Since 1985, Care for the Homeless has consistently found that
approximately fifty percent of the homeless people receiving the
health care arranged by us do not have Medicaid, a joint federal
and state health insurance program for low-income people. Given
the fact that Medicaid is a means-tested program, coupled with the
extreme poverty of homeless people, we can assume that most of these
people are eligible for Medicaid in New York State. Many homeless
people do not apply for Medicaid because they do not know they are
eligible; because they are distrustful or fearful of negotiating
the system, which can baffle even the most determined; or because
they have had and lost Medicaid in the past and are frustrated by
a system that seems to haphazardly drop their enrollment.
Without Medicaid, homeless people have limited access to the full range of health services.
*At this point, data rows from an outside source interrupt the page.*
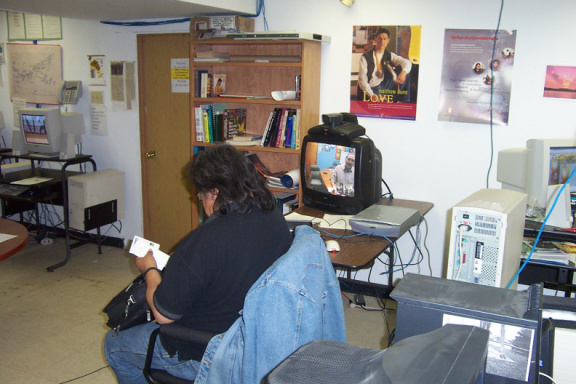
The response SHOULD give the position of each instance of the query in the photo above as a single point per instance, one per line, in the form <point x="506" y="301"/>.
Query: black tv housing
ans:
<point x="333" y="141"/>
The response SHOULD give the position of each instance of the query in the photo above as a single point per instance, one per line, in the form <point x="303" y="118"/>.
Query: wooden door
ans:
<point x="164" y="140"/>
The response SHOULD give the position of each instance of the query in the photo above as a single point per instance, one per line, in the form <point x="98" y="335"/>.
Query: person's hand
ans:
<point x="148" y="261"/>
<point x="401" y="78"/>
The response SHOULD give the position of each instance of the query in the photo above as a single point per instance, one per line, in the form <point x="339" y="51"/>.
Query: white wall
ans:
<point x="425" y="159"/>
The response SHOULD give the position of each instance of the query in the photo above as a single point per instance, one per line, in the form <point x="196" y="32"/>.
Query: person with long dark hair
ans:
<point x="206" y="279"/>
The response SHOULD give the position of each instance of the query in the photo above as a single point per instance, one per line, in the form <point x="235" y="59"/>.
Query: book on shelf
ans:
<point x="198" y="79"/>
<point x="282" y="128"/>
<point x="219" y="84"/>
<point x="247" y="137"/>
<point x="218" y="121"/>
<point x="199" y="123"/>
<point x="234" y="122"/>
<point x="211" y="55"/>
<point x="548" y="251"/>
<point x="265" y="58"/>
<point x="209" y="121"/>
<point x="205" y="84"/>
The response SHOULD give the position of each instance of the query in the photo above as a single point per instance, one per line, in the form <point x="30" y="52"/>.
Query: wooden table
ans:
<point x="359" y="252"/>
<point x="11" y="247"/>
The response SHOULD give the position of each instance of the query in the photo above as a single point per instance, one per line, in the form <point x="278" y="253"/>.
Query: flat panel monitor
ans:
<point x="41" y="129"/>
<point x="542" y="163"/>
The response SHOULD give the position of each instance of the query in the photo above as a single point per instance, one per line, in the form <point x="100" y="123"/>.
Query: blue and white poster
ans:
<point x="477" y="76"/>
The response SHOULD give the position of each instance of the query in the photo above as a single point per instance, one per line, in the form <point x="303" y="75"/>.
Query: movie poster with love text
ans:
<point x="384" y="75"/>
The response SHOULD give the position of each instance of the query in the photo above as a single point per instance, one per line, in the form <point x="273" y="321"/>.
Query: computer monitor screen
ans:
<point x="34" y="128"/>
<point x="41" y="129"/>
<point x="331" y="168"/>
<point x="543" y="162"/>
<point x="562" y="163"/>
<point x="340" y="174"/>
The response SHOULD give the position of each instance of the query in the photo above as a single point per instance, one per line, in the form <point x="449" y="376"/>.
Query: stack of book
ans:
<point x="282" y="129"/>
<point x="248" y="139"/>
<point x="554" y="252"/>
<point x="211" y="56"/>
<point x="216" y="122"/>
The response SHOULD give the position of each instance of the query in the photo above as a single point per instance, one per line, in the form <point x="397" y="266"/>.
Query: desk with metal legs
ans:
<point x="360" y="252"/>
<point x="11" y="246"/>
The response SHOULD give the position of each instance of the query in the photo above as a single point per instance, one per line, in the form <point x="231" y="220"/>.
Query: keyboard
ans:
<point x="12" y="189"/>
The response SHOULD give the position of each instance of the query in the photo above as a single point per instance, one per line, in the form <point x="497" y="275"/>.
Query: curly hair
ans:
<point x="225" y="168"/>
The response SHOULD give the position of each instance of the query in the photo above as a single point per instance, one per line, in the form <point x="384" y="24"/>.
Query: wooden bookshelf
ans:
<point x="260" y="79"/>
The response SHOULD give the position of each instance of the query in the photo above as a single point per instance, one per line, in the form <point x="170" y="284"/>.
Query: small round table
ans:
<point x="12" y="246"/>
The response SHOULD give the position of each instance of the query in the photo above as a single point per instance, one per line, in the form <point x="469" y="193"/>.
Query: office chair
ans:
<point x="450" y="354"/>
<point x="295" y="295"/>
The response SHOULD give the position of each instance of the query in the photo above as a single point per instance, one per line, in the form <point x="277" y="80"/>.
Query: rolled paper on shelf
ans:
<point x="291" y="179"/>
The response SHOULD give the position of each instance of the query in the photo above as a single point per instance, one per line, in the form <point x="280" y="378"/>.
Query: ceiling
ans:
<point x="127" y="9"/>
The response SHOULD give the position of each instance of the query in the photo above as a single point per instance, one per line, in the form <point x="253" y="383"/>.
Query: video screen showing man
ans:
<point x="343" y="177"/>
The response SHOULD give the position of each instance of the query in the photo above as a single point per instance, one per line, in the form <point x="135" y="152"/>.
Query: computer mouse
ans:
<point x="332" y="246"/>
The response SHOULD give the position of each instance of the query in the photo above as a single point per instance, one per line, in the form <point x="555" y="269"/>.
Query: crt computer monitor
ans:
<point x="542" y="163"/>
<point x="328" y="150"/>
<point x="41" y="129"/>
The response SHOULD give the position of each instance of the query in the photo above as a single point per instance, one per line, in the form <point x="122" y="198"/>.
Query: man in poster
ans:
<point x="384" y="76"/>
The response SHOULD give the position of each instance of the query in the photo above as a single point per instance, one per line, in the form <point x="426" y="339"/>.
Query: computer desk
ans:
<point x="54" y="191"/>
<point x="553" y="276"/>
<point x="360" y="252"/>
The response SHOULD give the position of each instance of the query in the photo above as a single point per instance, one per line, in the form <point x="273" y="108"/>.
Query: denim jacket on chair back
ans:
<point x="297" y="300"/>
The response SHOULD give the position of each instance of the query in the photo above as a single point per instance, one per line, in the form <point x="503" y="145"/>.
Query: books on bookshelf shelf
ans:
<point x="216" y="122"/>
<point x="556" y="252"/>
<point x="211" y="56"/>
<point x="282" y="129"/>
<point x="219" y="84"/>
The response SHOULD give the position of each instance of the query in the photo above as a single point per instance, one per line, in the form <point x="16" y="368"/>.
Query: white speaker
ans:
<point x="561" y="216"/>
<point x="18" y="147"/>
<point x="67" y="146"/>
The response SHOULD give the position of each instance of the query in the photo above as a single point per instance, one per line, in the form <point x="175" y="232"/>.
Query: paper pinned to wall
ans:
<point x="180" y="75"/>
<point x="98" y="120"/>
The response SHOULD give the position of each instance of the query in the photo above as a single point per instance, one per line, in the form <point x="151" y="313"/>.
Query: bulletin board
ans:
<point x="35" y="72"/>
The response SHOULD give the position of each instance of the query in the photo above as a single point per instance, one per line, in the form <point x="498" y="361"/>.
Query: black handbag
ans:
<point x="129" y="307"/>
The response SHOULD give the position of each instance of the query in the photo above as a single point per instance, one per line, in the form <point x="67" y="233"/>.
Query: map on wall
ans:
<point x="35" y="72"/>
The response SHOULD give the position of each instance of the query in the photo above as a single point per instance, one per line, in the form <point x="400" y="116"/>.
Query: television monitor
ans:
<point x="514" y="319"/>
<point x="542" y="163"/>
<point x="341" y="169"/>
<point x="48" y="131"/>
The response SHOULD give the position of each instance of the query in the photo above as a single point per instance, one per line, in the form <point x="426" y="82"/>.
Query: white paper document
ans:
<point x="141" y="246"/>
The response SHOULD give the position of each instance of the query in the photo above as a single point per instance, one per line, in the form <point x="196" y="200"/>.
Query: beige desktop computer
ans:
<point x="95" y="199"/>
<point x="486" y="233"/>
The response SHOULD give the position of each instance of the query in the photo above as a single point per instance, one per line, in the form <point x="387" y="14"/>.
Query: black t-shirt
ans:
<point x="205" y="281"/>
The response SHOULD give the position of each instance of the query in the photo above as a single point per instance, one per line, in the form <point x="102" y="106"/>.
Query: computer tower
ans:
<point x="486" y="233"/>
<point x="95" y="199"/>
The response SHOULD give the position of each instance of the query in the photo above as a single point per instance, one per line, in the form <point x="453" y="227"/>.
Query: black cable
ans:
<point x="88" y="374"/>
<point x="492" y="96"/>
<point x="389" y="191"/>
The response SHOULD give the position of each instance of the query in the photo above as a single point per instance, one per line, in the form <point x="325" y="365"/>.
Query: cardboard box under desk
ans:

With Medicaid, they can be mainstreamed into the health care system, which in turn may promote more independent functioning.
In 2001, Care for the Homeless published a report that documented some reasons why eligible New Yorkers do not have Medicaid. We found that while the intent of the Medicaid program is to serve as the safety net for health care coverage, over the years the actual practice of the application process has become a barrier to many who appear to meet program eligibility standards.
Care for the Homeless works with many national, state-wide, and city-wide agencies and coalitions, to advocate for a simple and straight-forward Medicaid application process. In fact, Care for the Homeless has offered programmatic solutions to both the City and the State that would create a public health insurance application process similar to that of Disaster Relief Medicaid.